|
Texto Anterior | Próximo Texto | Índice | Comunicar Erros
Talento de escritor foi descoberto em relatórios de gestão
DO RIO
O escritor Graciliano Ramos deve muito à sua experiência como prefeito da pequena cidade de Palmeira
dos Índios, em Alagoas.
Foi depois de ler relatórios
nos quais ele prestava contas
da gestão que o editor Augusto Frederico Schmidt descobriu sua veia literária e apostou na publicação de seu primeiro romance, "Caetés".

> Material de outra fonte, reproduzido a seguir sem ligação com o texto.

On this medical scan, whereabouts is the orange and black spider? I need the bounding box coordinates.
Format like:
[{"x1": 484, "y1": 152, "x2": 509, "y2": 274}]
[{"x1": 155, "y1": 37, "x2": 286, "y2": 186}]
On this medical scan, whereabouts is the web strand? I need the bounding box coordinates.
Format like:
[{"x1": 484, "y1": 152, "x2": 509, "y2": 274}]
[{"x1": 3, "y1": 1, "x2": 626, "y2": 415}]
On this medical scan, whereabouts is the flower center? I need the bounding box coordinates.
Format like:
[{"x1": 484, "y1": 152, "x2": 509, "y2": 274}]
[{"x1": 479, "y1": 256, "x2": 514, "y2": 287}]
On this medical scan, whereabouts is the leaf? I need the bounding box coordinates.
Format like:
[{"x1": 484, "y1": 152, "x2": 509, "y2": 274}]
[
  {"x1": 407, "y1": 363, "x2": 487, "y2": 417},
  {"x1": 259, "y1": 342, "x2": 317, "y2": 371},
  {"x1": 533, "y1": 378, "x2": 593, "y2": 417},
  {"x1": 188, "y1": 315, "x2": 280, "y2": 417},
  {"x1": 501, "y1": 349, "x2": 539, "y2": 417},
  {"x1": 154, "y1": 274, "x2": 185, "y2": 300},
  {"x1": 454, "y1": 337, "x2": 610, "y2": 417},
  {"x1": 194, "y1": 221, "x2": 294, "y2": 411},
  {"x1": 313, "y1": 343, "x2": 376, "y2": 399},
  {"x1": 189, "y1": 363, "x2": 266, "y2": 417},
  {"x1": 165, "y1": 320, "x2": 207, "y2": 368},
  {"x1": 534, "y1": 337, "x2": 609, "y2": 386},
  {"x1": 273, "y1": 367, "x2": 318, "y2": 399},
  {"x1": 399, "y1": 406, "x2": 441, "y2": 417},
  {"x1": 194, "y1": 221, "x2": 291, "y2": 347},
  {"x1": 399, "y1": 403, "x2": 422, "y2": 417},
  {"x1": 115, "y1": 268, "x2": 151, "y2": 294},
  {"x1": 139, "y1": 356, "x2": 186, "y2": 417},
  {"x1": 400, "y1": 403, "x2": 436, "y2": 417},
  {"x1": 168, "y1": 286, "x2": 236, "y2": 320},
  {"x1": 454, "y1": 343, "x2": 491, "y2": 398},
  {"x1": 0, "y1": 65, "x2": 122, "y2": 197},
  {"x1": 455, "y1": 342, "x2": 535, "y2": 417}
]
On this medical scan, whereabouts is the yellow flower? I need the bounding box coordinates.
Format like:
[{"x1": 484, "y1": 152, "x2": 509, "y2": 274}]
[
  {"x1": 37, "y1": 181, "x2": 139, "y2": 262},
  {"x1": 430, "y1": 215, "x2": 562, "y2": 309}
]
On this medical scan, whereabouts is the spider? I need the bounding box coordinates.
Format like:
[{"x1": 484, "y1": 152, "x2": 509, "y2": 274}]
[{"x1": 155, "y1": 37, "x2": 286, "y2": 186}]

Nestes relatórios, publicados após sua morte no livro
"Viventes das Alagoas", Graciliano usa de ironia e talento
ao lamentar, por exemplo, o
contrato do prefeito anterior
com a concessionária de
energia: "Apesar de ser o negócio referente à claridade,
julgo que assinaram aquilo
às escuras".
O município, por sua vez,
também deve muito ao prefeito. Embora tenha renunciado dois anos após sua posse, em 1928, Graciliano governou com preceitos de um
administrador moderno.
Ele saneou as contas públicas, enxugou o quadro de
funcionários, baniu a prática
de criar galinhas e porcos nas
ruas, construiu estradas e escolas, reformou o código tributário municipal e passou a
cobrar os impostos de forma
rigorosa.
Com o choque de ordem,
ganhou inimigos e foi alvo de
um atentado a tiros em 1929.
Candidato único, Graciliano elegeu-se com 433 votos,
quando a cidade tinha cerca
de 10 mil habitantes e o voto
não era obrigatório.
Havia um clima político
conturbado. Seu antecessor,
Lauro de Almeida Lima, tinha sido assassinado por um
fiscal de impostos enviado
pelo governador do Estado.
Para substituí-lo, os coronéis da política local precisavam de um nome inatacável
do ponto de vista ético. Aos
35 anos, Graciliano, pai de
quatro filhos (dos oito que viria a ter), era um comerciante
bem sucedido, dono da loja
Sincera, que vendia tecido.
"Ele era conhecido por sua
postura honesta e organizada, que cumpria com horários e compromissos", diz Sônia Jaconi, autora de pesquisa sobre ele na Universidade
Metodista de SP.
Candidatou-se pelo Partido Democrata, um detalhe
desconfortável na vida do escritor que seria conhecido
pela militância comunista.
Eleito, anunciou que não
iria compactuar com o clientelismo vigente num município onde, segundo ele, "cada
pedaço tinha sua administração particular".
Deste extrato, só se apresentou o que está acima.